In other ITT secondary endpoints, time to tumor progression (TTP) was 6.08 months for SIRT versus 5.36 months for sorafenib overall (HR, 0.88; P = 0.287) and 6.11 months for SIRT versus 5.39 months for sorafenib for liver progression specifically (HR, 0.87; P = 0.241). Median progression-free survival (PFS) was 5.85 months for SIRT versus 5.06 months for sorafenib overall (HR, 0.89; P = 0.306) and 6.01 months for SIRT versus 5.06 months for sorafenib for liver progression specifically (HR, 0.88; P = 0.259). Advantages for SIRT in the treated population, however, were significant for median TTP overall (P = 0.019), median TTP in the liver (P = 0.013), median PFS overall (P = 0.013), and median PFS in the liver (P = 0.009).

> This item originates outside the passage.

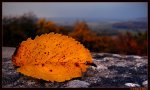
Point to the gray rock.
(101, 67)
(77, 84)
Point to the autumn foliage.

Adverse event rates were significantly lower in the SIRT arm. “For clinicians and patients, this is very important,” Dr. Chow said. Sixty percent of SIRT patients and 84.6% of sorafenib patients had at least one adverse event (P < 0.001). Treatment-related adverse events were reported in 31.5% of SIRT patients and in 74.7% of sorafenib patients (P < 0.0001). Treatment-related grade 3 or higher events occurred in 27.7% of SIRT patients and in 50.6% of sorafenib patients (P < 0.0001). The adverse events occurring significantly more often in the sorafenib arm were diarrhea (P < 0.001), alopecia (P < 0.0001), palmar-plantar erythrodysesthesia (P < 0.0001), rash (P < 0.0001), and hypertension (P < 0.0001).
“Although the study is negative for the superiority primary endpoint … one therapy is clearly less toxic for the patient.” Dr. Chow noted further that SIRT group patients had significantly better TRR, TTP and PFS. “SIRveNIB results can help clinicians and patients make informed treatment choices,” he concluded.